Our nubian X kid is about 8 weeks now. He is still getting 4 bottle feedings a day (2 cups per feeding). He nibbles on hay, but he is not eating all that much of it. How do we go about weaning him? Is it still too early? Do we wait to reduce feedings when he's starting to eat more solids? Or is if the other way around and we reduce his milk and hope that this will make him eat more solids?


----------



## dreamacresfarm2 (May 10, 2014)

I don't wean bucklings until they are at least 12 weeks. You have to be sure that they are eating and drinking well.


----------



## TheGoatWhisperer (Jan 18, 2014)

I keep babies on mom until they are 6 months old...haven't had to bottle feed yet so I don't know about that...but 8 wks seems a little too early to wean for me...


----------



## Summer33ny (Dec 19, 2015)

dreamacresfarm2 said:


> I don't wean bucklings until they are at least 12 weeks. You have to be sure that they are eating and drinking well.
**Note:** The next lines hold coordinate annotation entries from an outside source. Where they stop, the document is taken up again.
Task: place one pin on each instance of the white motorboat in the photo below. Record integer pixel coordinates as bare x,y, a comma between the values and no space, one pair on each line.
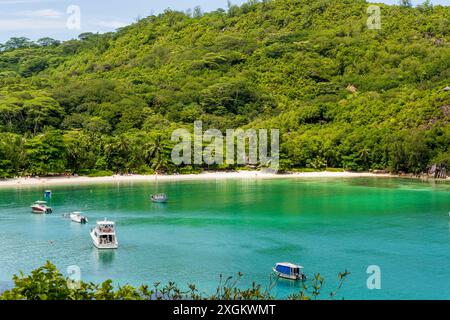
160,198
104,235
78,217
40,207
290,271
When and how do you begin to wean? Do you start decreasing the milk a couple weeks beforehand?


----------



## Tenacross (May 26, 2011)

You could darn sure cut down the number of feedings at this age. I'm usually down to two bottles a day by 8 weeks. He could probably take 20 ozs 2x/day. Is he with other goats? Goats are copy cat eaters. He will learn to eat hay and feed faster if he's with other goats. I'd try to get him on some grower pellet feed. Preferably with monensin in it.


----------